The authors establish a theoretical model where the RIS is represented as a system of coupled dipoles. This model captures the mutual interactions between RIS elements and their collective response to illumination from the single antenna. The process involves two critical phases. First, a calibration step is performed without the target scene. By measuring the antenna’s reflection coefficient for a large set of random RIS configurations and fitting these measurements to the coupled-dipole model via a gradient-descent optimization, all unknown system parameters are retrieved. These include the Green’s functions linking the antenna to each RIS element, the inter-element coupling matrix G_dd, and the polarizabilities of the RIS elements in their two states. Remarkably, this calibration allows the model to predict the system’s response to new, unseen RIS configurations with high accuracy (0.2% mean error).

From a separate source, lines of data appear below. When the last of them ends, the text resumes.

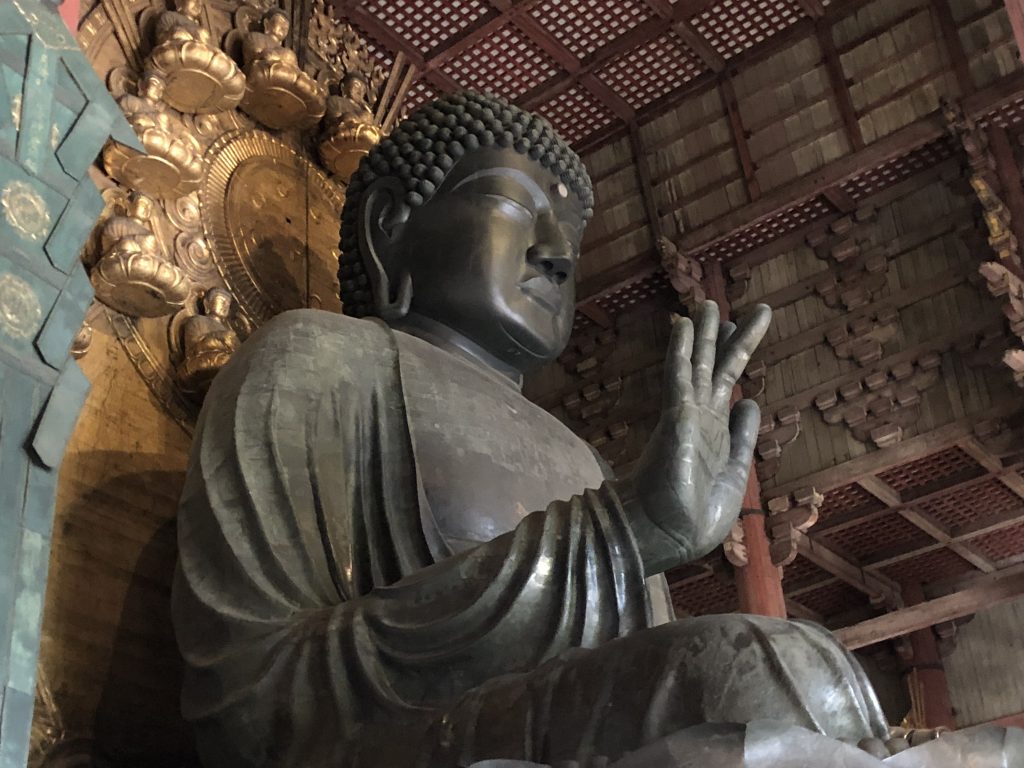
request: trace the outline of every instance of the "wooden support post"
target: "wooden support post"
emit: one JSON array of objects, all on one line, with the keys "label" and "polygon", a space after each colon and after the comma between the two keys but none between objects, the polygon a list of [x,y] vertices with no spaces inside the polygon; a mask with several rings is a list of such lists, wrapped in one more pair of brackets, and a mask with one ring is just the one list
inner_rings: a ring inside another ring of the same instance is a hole
[{"label": "wooden support post", "polygon": [[1013,27],[1013,37],[1017,41],[1018,56],[1024,52],[1024,0],[1006,0],[1006,13]]},{"label": "wooden support post", "polygon": [[81,6],[80,0],[64,0],[60,4],[60,17],[64,19],[71,33],[78,36],[78,12]]},{"label": "wooden support post", "polygon": [[[729,299],[725,294],[725,274],[718,262],[709,264],[705,272],[706,292],[709,299],[718,302],[722,320],[729,317]],[[736,387],[734,399],[738,398]],[[786,597],[782,592],[782,569],[772,562],[765,513],[761,505],[761,484],[757,473],[750,468],[747,492],[743,497],[743,544],[747,550],[747,564],[736,568],[736,591],[739,593],[740,611],[759,616],[786,618]]]},{"label": "wooden support post", "polygon": [[[924,602],[924,590],[916,581],[903,584],[903,596],[910,605]],[[913,658],[909,663],[906,680],[908,686],[912,686],[912,700],[920,698],[920,714],[924,717],[923,723],[915,725],[921,728],[956,728],[946,670],[942,666],[942,655],[932,628],[925,627],[911,632],[910,645]]]}]

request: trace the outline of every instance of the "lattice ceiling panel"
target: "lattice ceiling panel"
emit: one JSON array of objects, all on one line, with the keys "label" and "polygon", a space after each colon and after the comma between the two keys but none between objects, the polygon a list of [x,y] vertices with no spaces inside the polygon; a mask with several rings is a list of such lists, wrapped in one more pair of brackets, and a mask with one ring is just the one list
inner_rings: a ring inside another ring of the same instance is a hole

Once calibrated, the target scene is introduced. The differential signal—the difference between measurements with and without the scene—is linearly related to the scene’s reflection matrix R, expressed in the basis of the RIS elements. By measuring this differential signal for a sequence of random RIS masks, the full reflection matrix R can be reconstructed analytically by solving a linear inverse problem. With R in hand, one can apply standard matrix-based imaging techniques, such as assuming free-space propagation to back-propagate the fields and reconstruct a spatial image of the scene’s reflectivity.

Experimental validation at 4.1 GHz using a 1-bit RIS with 128 elements demonstrated the technique’s efficacy. The calibration revealed Green’s functions closely matching free-space propagation and a near-π phase shift between element states. The reconstructed reflection matrix enabled high-fidelity imaging. The method requires a number of measurements on the order of the number of RIS elements, and when combined with the fast switching speed of RIS technology, it opens a path toward real-time, matrix-based imaging with a single antenna. This work generalizes beyond microwaves to optics and acoustics, positioning RIS as a versatile, low-cost platform for advanced wave control and imaging in previously inaccessible environments, with significant implications for sensing, communications, and diagnostics.